— Фрэнк, потанцуйте со мной.
Эллен смотрела на меня. Она была такой красивой в желтом муслине, под цвет своих глаз! В ту ночь, уже под утро, часов в пять, мы удрали с праздника и покатили на машине ее родителей. И оказались в хижине, на листьях папоротника. Она плакала и смеялась одновременно. А я и смущался, и гордился, и вел себя немного покровительственно, а еще мне хотелось быстрее заснуть, потому что на следующий день предстояло играть блуждающим полузащитником{12} в матче против команды Джонни Лонга. Но Эллен была такой красивой, что я продолжал ее целовать, и мне было неловко, что она расплакалась.
Поезд прибавил ходу, я улыбнулся. Вспоминая Эллен, я чувствовал, как меня переполняет нежность. Думать об Эллен было радостно. А еще я ощущал себя самым счастливым из всех демобилизованных G. I.{13}, с медалью Purple Heart[2]{14} или без нее, потому что впервые перестал думать о пятерых китайцах, спаленных огнеметом{15}; эта картина заставляла меня каждую ночь просыпаться в холодном поту и неотвязно преследовала последние два месяца, с того момента, как нас подобрали под грудой обломков, оставшихся от укрытия, в котором мы держались больше суток в ожидании приказа об отступлении{16}.
Поезд вез меня по Америке… Я подъезжал к Блэк-Риверу… И вспоминал об Эллен Брейстер, нежной Эллен, соучастнице моего первого мужского наслаждения… Где она теперь, эта Эллен? Узнала бы она Фрэнка Болтона в слишком рано постаревшем типе, который из-за седины и морщин в свои тридцать пять казался лет на десять старше? С тех пор я познал немало других женщин, не менее красивых и привлекательных, но куда более искусных.
Тормозные колодки заскрипели, останавливая махину в девятьсот тонн стали и плоти, пущенную со скоростью восемьдесят миль в час, и я улыбнулся. Хороший знак. Я начинал с нуля. Мне повезло, что я вспомнил об Эллен. Вот как может играть с вами память… Я возвращался на родину и был счастлив, что ее лицо привиделось мне первым. Хорошее предзнаменование.

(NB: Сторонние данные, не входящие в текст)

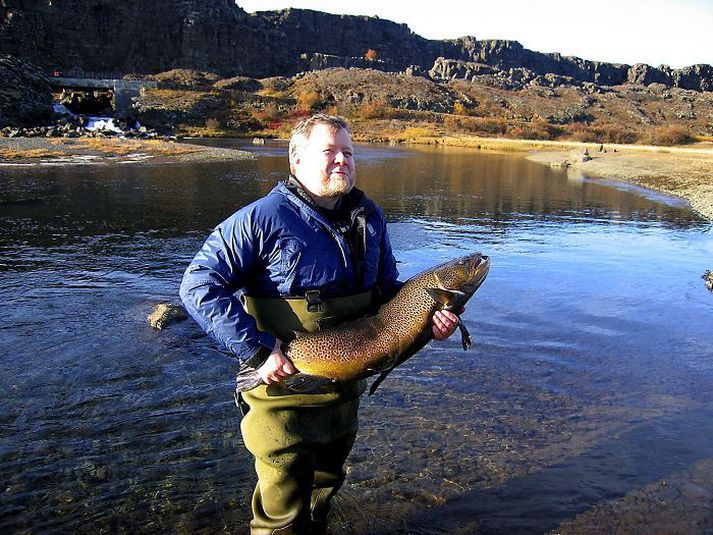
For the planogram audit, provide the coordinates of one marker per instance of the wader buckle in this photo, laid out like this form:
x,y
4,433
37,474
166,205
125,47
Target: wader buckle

Поезд медленно остановился. Вокзал под холодным ртутным светом{17} показался мне враждебным. При выходе из вагонов поднялась шумная возня. Я предъявил свой билет. И услышал, как продавец газет выкрикивает сенсационные заголовки. У меня в голове загудело.
— Простите.
Контролер посмотрел на меня с удивлением, но при виде моей военной формы и медали понимающе кивнул.
— Утомились от поездки?
Я не ответил. Я замер от ужаса. Продавец газет выкрикивал одно и то же:
— Эллен Брейстер, разведенная жена богатого банкира из Блэк-Ривера, убита… Специальный выпуск! Эллен Брейстер, разведенная жена богатого банкира из Блэк-Ривера… убита…
Да, моя память. Моя память… Или крики газетчика, заставшие меня, полусонного, в Стоун-Бэнке?
II
Я сложил газету и сунул ее в карман. Слишком поздно! Все было испорчено. Возвращение домой на такси, подъезд к высокой чугунной ограде, знакомый запах мокрых листьев на серых туманных аллеях, мои шаги по гравию перед входом, все растворялось, стиралось, теряло вкус и плотность перед горечью разочарования, перед отчаянием, в которое меня поверг заголовок газеты «Курриер». Любовь к Эллен осталась в далеком прошлом. Но сейчас, едва распрощавшись с Кореей, где ежедневное истребление было нормой нашей жизни, кошмаром наяву, я чувствовал, как меня вновь затягивает в кровь, в убийство, в дикий и гротескный механизм смерти. Никогда еще мой чемодан не казался мне таким тяжелым; мрачные мысли путались в моем сознании. Машинально, не отдавая себе отчета, я включил свет у входа и прошел мимо ящиков с настурциями, от которых оставались лишь огромные круглые листья и желтые волокнистые стебли. Я открыл дверь и вошел. В столовой горел свет.